Ghana promises end to black outs

Government claims three-year power crisis at an end.

The Ghanaian government has announced an end to the power outages that have caused severe difficulties for the country's residents and businesses over the last three years.

The government says that the power crisis, which began in 2012, has now been resolved thanks to increased power capacity as well as effective power rationing, according to a statement on 30 December.

Ghana has allocated additional funds to manage the nation's energy supply which it says has been strained by greater demand from consumers and businesses. The situation has also been compounded by insufficient water for hydroelectric power plants and inadequate gas supplies for turbines.

The regular power cuts, lasting up to 24 hours, have crippled trade, education and healthcare, resulting in an abrupt economic downturn and disgruntled voters. The crisis has led to protest marches, comedy skits and a Twitter campaign #DumsorMustStop, based around the local slang word for power cut, “dumsor”.
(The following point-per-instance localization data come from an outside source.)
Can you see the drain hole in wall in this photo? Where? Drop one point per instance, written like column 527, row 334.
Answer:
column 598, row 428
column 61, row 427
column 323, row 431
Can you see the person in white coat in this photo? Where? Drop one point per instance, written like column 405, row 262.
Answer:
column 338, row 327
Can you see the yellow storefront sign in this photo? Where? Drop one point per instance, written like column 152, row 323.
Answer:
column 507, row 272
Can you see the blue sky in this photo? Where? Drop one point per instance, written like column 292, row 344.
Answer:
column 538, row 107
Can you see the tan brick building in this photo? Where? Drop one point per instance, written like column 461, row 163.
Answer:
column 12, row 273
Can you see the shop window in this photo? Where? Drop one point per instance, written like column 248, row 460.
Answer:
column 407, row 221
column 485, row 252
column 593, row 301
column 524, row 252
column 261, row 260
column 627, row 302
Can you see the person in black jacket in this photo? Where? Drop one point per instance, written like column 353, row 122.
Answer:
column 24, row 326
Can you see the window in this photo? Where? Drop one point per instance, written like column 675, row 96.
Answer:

Many Ghanaians hold the country's president John Mahama personally responsible for mismanaging the nation's economy and energy supply, as the power crisis has coinicided with his presidency.

In February Mahama, of the National Democratic Congress (NDC), promised he would fix the power problem by the new year, before he seeks re-election in November 2016. Mahama is expected to face a tough fight from opposition candidate Nana Akufo Addo of the New Patriotic Party (NPD), who he beat narrowly in the 2012 elections.